In Russian we normally use *королева **бала**. *

Second,



> could an older, married woman also be called a "царица бала" if she makes a good impression at a party or social event?


 Yes. 
As far as I know, after the Pushkin's death,  Natalya (Goncharova-Pushkina) were abroad twice (Paris, Vienna) and, as I read, she still shone at balls. Making an impression of a ball’s queen. Being at that time a mother of four.

But the expression can have a bit other meaning – when the ball’s queen is just a ‘formal’ pair of the ball’s ‘master’ (i.e., a woman who _is_ his mistress OR plays her role at the ball). 
Remember, for example, "Мастер и Маргарита":

 «Ежегодно мессир дает один бал. Он называется весенним балом полнолуния, или балом ста королей. Народу! -- тут Коровьев ухватился за щеку, как будто у него заболел зуб, -- впрочем, я надеюсь, вы сами в этом убедитесь. Так вот-с: мессир холост, как вы, конечно, сами понимаете.Но нужна хозяйка, -- Коровьев развел руками, -- согласитесь сами, без хозяйки... 
-- Установилась традиция, -- говорил далее Коровьев, -- хозяйка бала должна непременно носить имя Маргариты,  во-первых, а во-вторых, она должна быть местной уроженкой. А мы, как изволите видеть, путешествуем и в данное время находимся в Москве. Сто двадцать одну Маргариту обнаружили мы в Москве, и, верите ли, -- тут Коровьев с отчаянием хлопнул себя по ляжке, -- ни одна не подходит. И, наконец, счастливая судьба... (с) http://lib.ru/BULGAKOW/master.txt

Заметьте, здесь *королева бала* = хозяйка бала.

 Third,


> Если парень девушке говорит, что она в его глазах — царица бала, это было бы классный комплимент или устарелая и неуклюжая глупость?

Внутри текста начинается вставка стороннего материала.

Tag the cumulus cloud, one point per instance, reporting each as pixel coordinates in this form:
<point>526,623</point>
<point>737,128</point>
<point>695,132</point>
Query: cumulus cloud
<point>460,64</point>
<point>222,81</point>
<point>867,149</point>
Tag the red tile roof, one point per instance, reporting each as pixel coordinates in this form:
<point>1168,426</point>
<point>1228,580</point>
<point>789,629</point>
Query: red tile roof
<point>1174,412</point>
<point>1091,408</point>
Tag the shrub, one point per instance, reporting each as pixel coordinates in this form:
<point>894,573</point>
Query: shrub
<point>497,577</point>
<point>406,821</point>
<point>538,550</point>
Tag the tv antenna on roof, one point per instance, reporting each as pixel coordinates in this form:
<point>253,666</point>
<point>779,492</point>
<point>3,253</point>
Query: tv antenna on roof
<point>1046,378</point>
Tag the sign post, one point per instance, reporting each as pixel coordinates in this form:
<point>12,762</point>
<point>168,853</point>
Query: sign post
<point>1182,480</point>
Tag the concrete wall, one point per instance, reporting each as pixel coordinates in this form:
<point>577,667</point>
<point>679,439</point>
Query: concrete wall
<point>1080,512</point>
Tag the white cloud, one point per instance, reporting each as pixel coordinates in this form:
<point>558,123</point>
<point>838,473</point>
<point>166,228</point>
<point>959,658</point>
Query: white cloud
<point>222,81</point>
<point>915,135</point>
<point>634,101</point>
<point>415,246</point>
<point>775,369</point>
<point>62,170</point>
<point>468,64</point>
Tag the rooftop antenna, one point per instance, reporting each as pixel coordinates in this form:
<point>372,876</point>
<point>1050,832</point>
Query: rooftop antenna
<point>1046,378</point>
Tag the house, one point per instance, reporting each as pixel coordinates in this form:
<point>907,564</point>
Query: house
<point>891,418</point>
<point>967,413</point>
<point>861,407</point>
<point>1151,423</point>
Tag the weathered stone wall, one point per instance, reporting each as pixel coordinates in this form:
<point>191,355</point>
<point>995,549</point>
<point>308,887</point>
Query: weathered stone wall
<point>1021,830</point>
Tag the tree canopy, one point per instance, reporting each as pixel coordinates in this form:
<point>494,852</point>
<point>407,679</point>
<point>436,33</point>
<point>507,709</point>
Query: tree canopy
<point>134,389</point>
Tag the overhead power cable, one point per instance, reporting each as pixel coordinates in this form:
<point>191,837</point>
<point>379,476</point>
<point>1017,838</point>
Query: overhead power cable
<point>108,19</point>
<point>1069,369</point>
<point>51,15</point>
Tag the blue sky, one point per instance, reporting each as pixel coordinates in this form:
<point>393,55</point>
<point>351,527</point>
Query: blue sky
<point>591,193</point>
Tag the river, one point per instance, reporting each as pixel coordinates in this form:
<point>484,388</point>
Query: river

Of course, it depends on their background and their mood, but I think when people of any age are at the true )) ball, with all its romantic ambience, the expression_ is_ in its place. It’s a pleasant compliment in this case.
But when a hot disco party with lots of strong drinks is referred as a 'ball', hmm… it depends. 

ps
Thanks.


----------



## Ptak

tram-pam-pam said:


> First, even though *царица** бала* is well understood, it is rarely used in this form. Царица in the expression sounds a bit 'too much' and old-fashioned.
> In Russian we normally use *королева **бала**. *


I don't agree. "*Царица*" is normally used in case like this, when someone is "the first", "number one" in/on something.



> Если парень девушке говорит, что она в его глазах — царица бала, это было бы классный комплимент или устарелая и неуклюжая глупость?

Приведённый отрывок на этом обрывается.